I'm trying to include a third column in my dataset to characterize whether the start_date date is a weekday or not.
So I have the following dataset:
start_date | count |
---|---|
2018-10-01 | 1043 |
2018-10-02 | 1062 |
2018-10-03 | 1068 |
2018-10-04 | 1003 |
2018-10-05 | 1122 |
2021-12-27 | 1053 |
And used this code below to generate this third column
from bdateutil import isbday
import holidays
df1['business_day']=isbday(df1["start_date"], holidays=holidays.US())
But I'm getting the following error:
TypeError: Can't convert <class 'pandas.core.series.Series'> to date.
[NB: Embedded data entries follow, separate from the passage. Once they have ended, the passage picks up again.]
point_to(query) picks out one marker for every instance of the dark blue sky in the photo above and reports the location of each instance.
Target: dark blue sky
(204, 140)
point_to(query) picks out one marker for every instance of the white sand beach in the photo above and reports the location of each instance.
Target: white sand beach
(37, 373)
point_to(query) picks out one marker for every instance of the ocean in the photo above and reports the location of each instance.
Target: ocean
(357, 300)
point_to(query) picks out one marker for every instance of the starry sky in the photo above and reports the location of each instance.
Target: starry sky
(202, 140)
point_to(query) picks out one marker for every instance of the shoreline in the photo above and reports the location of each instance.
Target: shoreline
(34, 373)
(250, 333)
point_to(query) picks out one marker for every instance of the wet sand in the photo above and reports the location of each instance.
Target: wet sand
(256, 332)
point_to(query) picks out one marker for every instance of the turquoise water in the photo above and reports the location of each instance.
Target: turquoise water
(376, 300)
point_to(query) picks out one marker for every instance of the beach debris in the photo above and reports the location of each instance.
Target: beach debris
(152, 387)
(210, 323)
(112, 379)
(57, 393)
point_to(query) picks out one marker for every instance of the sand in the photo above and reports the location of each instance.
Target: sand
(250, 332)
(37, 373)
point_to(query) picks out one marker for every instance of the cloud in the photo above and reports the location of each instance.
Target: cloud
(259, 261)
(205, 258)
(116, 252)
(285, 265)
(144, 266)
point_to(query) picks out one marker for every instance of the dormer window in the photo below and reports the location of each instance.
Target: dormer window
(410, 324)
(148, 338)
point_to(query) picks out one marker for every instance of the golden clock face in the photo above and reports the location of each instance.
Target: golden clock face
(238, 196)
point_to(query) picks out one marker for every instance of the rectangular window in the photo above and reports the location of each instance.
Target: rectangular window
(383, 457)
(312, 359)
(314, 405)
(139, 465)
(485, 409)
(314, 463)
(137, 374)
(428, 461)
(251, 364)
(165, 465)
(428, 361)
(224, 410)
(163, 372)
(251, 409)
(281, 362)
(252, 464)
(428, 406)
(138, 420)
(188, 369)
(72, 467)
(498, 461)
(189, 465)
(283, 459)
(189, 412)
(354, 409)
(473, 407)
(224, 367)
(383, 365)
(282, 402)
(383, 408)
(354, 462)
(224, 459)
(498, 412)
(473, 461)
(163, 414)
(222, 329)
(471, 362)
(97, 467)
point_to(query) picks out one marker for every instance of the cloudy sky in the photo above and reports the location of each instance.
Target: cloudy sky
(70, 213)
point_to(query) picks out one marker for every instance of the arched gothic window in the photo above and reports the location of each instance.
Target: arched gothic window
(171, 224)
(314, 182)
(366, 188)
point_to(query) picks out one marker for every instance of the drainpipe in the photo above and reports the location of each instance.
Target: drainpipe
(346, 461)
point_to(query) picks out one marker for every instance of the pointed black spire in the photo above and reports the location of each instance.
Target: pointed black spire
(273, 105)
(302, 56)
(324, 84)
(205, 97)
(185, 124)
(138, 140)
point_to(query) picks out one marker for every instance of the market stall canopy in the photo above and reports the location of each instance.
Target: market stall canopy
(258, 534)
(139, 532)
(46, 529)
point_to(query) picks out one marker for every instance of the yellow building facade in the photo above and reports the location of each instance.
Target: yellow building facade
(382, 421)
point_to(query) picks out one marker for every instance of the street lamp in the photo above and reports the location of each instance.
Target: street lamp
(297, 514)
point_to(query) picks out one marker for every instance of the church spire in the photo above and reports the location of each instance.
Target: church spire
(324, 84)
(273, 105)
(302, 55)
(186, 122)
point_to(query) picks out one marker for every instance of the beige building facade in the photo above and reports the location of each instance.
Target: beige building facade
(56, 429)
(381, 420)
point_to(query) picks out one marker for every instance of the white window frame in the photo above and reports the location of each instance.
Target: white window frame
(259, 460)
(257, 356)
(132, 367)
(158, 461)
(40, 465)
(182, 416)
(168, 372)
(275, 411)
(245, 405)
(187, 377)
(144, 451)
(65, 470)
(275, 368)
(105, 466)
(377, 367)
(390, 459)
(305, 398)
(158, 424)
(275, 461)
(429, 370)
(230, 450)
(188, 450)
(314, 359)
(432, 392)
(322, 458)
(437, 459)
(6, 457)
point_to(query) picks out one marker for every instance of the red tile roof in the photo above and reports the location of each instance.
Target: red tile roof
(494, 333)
I've already tried the following codes to adjust the start_date format but I still can't get it to work.
df1['start_date'] = pd.to_datetime(df1['start_date']).dt.date
df1.info()
<class 'pandas.core.frame.DataFrame'>
RangeIndex: 1188 entries, 0 to 1187
Data columns (total 2 columns):
# Column Non-Null Count Dtype
--- ------ -------------- -----
0 start_date 1188 non-null object
1 count 1188 non-null int64
dtypes: int64(1), object(1)
and this one:
df1['start_date'] = pd.to_datetime(df1['start_date'])
df1.info()
<class 'pandas.core.frame.DataFrame'>
RangeIndex: 1188 entries, 0 to 1187
Data columns (total 2 columns):
# Column Non-Null Count Dtype
--- ------ -------------- -----
0 start_date 1188 non-null datetime64[ns]
1 count 1188 non-null int64
dtypes: datetime64[ns](1), int64(1)
And I still get the same error.
CodePudding user response:
The error message you received is giving you a big clue.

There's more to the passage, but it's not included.